Assumption 1: For the sake of example, lets assume that every single OWS protester or American interested in sticking it to the big banks kept their deposits at Bank of America and had ~$5,000 in the bank. After all, these would be the slighted customers who are now paying fees for using a debit card. Lets assume, to be generous, that one million people would participate in this movement.
Assumption 2: Tomorrow morning, each of these one million people transfer, on average, $5,000 each to a different bank.
Implication: Absolutely nothing. Mechanically, $5billion would be taken out of B of As Fed account and transferred to various community bank/credit union Fed accounts. Bank of America as of 6/30/2011 had ~$120bil sitting at the Fed. This improbable scenario would barely make a dent in their cash position. You can quickly do the math, and see how flush with liquidity a bank like $BAC currently is.
Assumption 3: The OWS protesters are magically able to convince one million $BAC customers to withdraw $120,000 each tomorrow.
Implication: This pie in the sky scenario would leave $BAC with no cash at the Fed. What would they do? If you read my earlier post here, you would see that $BAC also has $50bil of USTs and $230bil of Agency MBS.
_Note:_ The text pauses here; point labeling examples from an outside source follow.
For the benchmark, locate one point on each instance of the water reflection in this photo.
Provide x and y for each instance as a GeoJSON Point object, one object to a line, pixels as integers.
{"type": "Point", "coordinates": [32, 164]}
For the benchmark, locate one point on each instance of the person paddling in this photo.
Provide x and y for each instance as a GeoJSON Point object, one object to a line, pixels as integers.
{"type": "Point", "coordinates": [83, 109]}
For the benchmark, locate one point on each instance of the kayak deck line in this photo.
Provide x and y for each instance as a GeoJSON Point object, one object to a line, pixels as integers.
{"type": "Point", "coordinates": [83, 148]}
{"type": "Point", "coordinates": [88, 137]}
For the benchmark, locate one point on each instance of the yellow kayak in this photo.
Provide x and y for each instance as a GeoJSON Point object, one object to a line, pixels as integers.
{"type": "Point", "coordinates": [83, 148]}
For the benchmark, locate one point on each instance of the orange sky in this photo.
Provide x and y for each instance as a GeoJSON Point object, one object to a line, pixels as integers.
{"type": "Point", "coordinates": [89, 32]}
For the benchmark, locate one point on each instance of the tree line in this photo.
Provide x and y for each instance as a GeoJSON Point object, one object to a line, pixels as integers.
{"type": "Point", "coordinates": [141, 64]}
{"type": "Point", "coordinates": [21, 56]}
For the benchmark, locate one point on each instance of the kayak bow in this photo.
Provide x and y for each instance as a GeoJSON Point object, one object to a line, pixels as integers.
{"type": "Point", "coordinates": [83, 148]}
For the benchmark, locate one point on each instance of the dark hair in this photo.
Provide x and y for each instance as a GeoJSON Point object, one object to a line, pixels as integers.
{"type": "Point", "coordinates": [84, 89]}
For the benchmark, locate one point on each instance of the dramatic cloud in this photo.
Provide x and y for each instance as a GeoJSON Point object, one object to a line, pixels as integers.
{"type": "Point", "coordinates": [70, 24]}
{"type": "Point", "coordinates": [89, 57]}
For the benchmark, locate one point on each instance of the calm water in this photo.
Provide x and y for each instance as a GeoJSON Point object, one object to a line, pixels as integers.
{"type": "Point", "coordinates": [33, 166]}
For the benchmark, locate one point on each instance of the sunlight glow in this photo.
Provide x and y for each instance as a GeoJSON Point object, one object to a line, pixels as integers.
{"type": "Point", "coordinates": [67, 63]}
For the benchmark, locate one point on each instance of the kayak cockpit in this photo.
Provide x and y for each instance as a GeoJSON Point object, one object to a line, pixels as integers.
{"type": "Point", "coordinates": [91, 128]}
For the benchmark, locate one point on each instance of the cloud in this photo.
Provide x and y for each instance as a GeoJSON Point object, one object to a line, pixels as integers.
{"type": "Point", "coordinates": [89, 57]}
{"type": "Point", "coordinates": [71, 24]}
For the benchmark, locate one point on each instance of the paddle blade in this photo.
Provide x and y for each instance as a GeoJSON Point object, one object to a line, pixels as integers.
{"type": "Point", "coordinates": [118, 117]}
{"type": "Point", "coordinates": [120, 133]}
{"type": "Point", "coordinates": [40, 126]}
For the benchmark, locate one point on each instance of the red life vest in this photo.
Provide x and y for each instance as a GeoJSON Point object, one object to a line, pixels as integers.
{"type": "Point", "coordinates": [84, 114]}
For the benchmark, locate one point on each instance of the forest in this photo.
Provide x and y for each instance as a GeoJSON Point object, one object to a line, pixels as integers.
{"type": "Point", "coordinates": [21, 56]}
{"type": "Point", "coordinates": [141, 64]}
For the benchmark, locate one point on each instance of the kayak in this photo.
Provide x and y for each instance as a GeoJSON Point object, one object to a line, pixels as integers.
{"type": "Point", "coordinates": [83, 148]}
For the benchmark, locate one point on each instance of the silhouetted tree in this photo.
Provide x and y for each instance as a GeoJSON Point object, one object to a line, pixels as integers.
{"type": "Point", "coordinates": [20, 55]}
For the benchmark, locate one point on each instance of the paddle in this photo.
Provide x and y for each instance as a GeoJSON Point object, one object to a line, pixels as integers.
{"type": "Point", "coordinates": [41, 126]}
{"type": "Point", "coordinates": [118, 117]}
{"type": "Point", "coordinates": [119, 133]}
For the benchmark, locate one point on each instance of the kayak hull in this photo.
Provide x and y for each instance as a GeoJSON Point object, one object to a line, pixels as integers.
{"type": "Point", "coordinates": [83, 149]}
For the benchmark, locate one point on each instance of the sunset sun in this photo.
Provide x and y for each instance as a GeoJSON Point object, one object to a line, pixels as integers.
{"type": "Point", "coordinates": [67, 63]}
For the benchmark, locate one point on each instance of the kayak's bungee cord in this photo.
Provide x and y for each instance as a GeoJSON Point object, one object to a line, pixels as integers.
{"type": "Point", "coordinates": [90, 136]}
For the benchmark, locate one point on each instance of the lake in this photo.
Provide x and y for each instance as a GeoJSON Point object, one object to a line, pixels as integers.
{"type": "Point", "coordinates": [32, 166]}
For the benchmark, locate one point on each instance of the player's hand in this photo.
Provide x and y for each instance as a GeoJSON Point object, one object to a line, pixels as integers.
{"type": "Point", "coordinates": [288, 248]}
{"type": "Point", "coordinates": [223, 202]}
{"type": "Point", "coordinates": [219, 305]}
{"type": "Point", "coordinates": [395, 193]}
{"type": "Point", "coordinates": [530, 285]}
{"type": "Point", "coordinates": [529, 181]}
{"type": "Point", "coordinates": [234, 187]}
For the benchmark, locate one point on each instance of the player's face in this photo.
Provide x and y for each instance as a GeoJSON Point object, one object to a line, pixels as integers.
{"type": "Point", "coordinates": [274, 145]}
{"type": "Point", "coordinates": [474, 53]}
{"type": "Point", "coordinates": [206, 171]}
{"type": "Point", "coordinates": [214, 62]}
Conclusion: Ok, I assume you get the point. There is very little risk of a run on TBTF banks given their current liquidity positions. Heres the most ironic part: banks would actually be more than happy to have certain unprofitable deposits leave the bank. With each incremental dollar sitting at the Fed or going into USTs, there is little/no value for new deposits.
Furthermore, by de-leveraging through deposits leaving, bank capital ratios would actually IMPROVE! The denominator in certain bank capital ratios is average assets, so a reduction of deposits would actually improve capital ratios.